Concernant l’ISF, les personnes assujetties à cet impôt peuvent imputer 75 % du don réalisé au profit notamment de fondations reconnues d’utilité publique avec un plafond de 50 000 euros par an, sachant que ce plafond est abaissé à 45 000 euros pour les personnes qui sollicitent cumulativement la réduction « ISF dons » et « ISF PME ».

Attention, il est important de rappeler que l’on ne peut pas bénéficier de deux réductions IR et ISF en même temps.

on ne peut pas bénéficier de deux réductions IR et ISF en même temps

 

Quelles sont les difficultés qui peuvent se poser à ceux qui se lanceraient dans l’action philanthropique ?

Un certain nombre de réflexions sont à mener préalablement. À quelle association apporter mon soutien ? Quelles actions je souhaite qu’elle accomplisse ? Faire le choix d’une œuvre nécessite une grande réflexion.

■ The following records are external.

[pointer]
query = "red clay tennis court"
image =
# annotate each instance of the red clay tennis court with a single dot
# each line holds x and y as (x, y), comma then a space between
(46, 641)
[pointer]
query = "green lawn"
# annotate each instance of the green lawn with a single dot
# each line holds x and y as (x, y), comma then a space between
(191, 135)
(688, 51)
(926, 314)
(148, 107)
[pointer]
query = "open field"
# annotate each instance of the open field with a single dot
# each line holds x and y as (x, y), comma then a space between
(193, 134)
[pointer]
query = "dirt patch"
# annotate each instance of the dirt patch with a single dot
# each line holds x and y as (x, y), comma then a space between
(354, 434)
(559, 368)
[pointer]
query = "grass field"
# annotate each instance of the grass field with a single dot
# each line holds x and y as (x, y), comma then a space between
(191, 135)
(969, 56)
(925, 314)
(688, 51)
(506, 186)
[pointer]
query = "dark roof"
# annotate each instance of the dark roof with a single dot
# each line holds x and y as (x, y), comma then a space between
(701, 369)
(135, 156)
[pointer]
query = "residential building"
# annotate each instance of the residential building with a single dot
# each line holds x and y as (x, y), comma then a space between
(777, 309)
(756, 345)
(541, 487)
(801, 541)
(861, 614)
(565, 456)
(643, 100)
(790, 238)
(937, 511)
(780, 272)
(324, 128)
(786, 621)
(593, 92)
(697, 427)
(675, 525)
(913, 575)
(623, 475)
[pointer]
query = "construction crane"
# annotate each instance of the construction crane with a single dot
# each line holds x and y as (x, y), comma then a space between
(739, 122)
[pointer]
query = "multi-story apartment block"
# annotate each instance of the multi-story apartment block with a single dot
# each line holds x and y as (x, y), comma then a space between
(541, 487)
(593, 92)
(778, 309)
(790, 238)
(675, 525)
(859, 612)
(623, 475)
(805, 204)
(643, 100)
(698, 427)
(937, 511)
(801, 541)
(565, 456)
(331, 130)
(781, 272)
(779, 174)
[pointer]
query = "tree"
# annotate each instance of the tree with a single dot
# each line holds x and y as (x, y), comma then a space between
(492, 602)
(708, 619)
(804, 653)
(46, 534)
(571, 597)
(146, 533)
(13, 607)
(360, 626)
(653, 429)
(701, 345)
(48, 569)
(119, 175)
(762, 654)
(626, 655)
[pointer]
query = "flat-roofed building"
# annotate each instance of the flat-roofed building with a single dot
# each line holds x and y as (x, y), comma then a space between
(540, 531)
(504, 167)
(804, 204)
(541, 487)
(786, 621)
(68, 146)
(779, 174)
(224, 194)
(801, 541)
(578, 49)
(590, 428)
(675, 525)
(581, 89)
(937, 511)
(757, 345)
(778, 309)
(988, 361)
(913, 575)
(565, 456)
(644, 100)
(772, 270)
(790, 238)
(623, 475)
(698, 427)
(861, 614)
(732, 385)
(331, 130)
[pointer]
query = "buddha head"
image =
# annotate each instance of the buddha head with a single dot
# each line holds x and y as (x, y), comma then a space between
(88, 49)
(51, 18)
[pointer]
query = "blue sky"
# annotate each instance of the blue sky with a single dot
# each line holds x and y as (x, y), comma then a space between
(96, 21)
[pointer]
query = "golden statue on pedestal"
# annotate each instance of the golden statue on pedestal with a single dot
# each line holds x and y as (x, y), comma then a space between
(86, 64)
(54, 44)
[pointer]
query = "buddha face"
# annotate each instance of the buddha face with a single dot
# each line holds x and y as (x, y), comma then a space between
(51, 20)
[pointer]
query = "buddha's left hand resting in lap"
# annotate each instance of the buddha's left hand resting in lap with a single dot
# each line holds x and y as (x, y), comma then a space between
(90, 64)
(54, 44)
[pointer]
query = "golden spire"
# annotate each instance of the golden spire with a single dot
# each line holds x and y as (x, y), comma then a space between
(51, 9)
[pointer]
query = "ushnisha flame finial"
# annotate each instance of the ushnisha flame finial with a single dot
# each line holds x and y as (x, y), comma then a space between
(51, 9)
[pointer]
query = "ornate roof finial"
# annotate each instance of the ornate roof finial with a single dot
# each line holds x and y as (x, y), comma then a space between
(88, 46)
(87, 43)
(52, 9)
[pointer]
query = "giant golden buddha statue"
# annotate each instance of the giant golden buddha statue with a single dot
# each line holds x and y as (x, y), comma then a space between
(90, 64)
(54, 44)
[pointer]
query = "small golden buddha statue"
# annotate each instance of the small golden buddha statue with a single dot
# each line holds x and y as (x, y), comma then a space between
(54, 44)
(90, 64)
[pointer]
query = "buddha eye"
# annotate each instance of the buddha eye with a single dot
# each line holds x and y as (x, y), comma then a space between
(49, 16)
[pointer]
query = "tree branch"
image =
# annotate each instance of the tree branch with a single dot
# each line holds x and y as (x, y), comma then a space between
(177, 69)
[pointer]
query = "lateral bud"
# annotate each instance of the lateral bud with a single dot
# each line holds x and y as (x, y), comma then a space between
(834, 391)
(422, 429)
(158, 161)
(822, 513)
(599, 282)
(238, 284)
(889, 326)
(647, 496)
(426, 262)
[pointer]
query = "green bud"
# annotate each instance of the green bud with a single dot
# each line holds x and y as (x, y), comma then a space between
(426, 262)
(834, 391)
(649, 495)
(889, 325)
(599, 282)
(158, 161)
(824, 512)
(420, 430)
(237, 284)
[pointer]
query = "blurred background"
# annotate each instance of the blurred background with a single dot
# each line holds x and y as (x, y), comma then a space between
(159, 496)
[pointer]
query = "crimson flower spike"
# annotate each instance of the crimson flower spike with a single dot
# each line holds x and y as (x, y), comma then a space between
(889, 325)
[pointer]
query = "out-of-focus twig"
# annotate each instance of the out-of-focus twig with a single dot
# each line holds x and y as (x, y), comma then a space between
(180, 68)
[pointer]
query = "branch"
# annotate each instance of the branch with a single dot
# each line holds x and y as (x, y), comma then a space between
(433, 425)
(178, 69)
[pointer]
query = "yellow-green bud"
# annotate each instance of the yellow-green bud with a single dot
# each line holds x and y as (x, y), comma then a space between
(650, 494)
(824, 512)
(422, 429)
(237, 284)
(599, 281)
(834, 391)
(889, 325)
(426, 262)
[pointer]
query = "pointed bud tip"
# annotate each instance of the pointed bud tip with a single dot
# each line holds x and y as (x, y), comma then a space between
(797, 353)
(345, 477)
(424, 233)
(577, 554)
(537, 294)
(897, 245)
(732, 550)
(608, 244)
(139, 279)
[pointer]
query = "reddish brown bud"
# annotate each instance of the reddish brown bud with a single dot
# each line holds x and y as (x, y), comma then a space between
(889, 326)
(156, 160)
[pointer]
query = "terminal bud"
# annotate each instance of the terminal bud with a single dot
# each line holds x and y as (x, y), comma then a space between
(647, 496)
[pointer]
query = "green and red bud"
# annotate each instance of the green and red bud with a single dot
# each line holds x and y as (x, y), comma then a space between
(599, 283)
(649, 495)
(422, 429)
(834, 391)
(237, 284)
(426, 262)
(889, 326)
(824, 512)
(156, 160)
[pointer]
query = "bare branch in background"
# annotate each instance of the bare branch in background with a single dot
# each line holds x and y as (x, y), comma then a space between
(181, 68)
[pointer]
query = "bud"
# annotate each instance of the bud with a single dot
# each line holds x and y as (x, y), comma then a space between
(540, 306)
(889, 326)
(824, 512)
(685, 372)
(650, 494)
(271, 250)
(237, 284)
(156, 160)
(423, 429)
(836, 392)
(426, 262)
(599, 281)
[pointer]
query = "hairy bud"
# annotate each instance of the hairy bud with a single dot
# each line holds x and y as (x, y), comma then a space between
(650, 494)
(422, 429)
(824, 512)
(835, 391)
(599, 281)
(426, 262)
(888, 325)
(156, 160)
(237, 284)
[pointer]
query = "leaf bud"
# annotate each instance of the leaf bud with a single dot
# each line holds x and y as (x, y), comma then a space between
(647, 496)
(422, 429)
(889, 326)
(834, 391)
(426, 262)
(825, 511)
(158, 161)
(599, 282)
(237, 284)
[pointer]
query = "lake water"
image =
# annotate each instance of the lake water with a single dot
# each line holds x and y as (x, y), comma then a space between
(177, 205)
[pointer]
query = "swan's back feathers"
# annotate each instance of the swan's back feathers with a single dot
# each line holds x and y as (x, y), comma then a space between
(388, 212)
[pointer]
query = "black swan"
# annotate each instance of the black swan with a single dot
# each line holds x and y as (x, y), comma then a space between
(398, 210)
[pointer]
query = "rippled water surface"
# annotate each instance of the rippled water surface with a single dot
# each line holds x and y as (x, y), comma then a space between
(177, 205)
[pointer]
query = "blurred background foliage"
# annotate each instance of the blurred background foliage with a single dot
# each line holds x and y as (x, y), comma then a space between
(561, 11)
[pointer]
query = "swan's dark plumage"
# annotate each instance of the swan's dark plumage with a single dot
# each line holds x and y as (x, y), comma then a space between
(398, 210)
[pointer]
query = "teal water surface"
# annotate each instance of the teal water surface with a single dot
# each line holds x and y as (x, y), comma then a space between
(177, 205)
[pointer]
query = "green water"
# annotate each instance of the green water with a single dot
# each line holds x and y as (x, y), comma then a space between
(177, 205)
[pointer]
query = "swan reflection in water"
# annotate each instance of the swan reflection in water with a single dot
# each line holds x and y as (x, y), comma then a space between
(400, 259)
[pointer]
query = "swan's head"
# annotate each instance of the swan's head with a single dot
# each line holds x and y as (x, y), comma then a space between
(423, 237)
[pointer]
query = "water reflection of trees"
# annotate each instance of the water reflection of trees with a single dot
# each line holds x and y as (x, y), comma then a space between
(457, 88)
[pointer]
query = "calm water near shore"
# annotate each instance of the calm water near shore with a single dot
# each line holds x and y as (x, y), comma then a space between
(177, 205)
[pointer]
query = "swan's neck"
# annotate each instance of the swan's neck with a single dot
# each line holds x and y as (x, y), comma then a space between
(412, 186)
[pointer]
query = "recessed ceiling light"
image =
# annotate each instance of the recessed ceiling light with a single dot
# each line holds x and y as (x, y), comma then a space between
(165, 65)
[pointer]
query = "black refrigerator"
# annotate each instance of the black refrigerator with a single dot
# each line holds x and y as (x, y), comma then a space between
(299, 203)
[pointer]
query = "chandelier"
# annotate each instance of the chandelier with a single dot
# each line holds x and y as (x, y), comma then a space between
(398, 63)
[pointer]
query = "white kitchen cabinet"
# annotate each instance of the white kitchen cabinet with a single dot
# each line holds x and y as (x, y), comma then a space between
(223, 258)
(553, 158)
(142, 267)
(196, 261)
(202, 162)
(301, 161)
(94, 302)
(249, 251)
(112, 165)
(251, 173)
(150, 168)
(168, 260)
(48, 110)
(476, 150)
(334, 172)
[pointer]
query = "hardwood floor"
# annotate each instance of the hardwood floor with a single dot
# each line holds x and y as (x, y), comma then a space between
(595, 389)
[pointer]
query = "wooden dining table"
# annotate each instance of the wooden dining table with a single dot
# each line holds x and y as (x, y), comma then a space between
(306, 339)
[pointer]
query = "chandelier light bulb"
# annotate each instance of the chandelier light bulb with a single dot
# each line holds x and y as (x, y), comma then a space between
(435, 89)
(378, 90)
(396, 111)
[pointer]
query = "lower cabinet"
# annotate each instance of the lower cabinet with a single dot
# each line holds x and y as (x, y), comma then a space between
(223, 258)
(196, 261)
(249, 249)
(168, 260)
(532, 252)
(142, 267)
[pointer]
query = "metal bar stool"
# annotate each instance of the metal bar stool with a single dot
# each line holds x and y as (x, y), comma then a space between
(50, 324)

Cela ne doit pas être une démarche fiscale. La fiscalité est ici la conséquence et non le but.

 

À quel moment est-il nécessaire de créer son propre fonds de dotation ou sa propre fondation ?

Lorsque l’on souhaite réaliser une donation plus importante, la création d’une fondation ou d’un fonds de dotation peut s’avérer judicieux. Dès lors que l’action philanthropique génère plus d’un million d’euros de don, il devient pertinent de passer par ce type de structure. Celle-ci devient toutefois véritablement performante à partir de cinq millions d’euros. En dessous de ce montant, il est, le plus souvent, conseillé de mutualiser son action philanthropique. Pour accompagner nos clients dans leur démarche, AXA Banque s’est par exemple rapprochée d’un fonds d’AXA œuvrant dans le domaine de la recherche médicale.

En créant sa propre structure, le donateur va s’assurer au centime près que sa démarche viendra soutenir les œuvres de son choix

 

Quels sont les avantages et les inconvénients d’une telle stratégie ?

La création d’une telle structure n’est pas sans inconvénient. Le donateur doit gérer un univers juridique plus dense. Outre la nécessité de recevoir un agrément, le responsable de la structure devra assurer le suivi de l’institution et le management de ses équipes. Les avantages sont cependant nombreux. En créant sa propre structure, le donateur va s’assurer au centime près que sa démarche viendra soutenir les œuvres de son choix. Sur le plan fiscal, l’impact est également plus important car les donations ne sont pas plafonnées.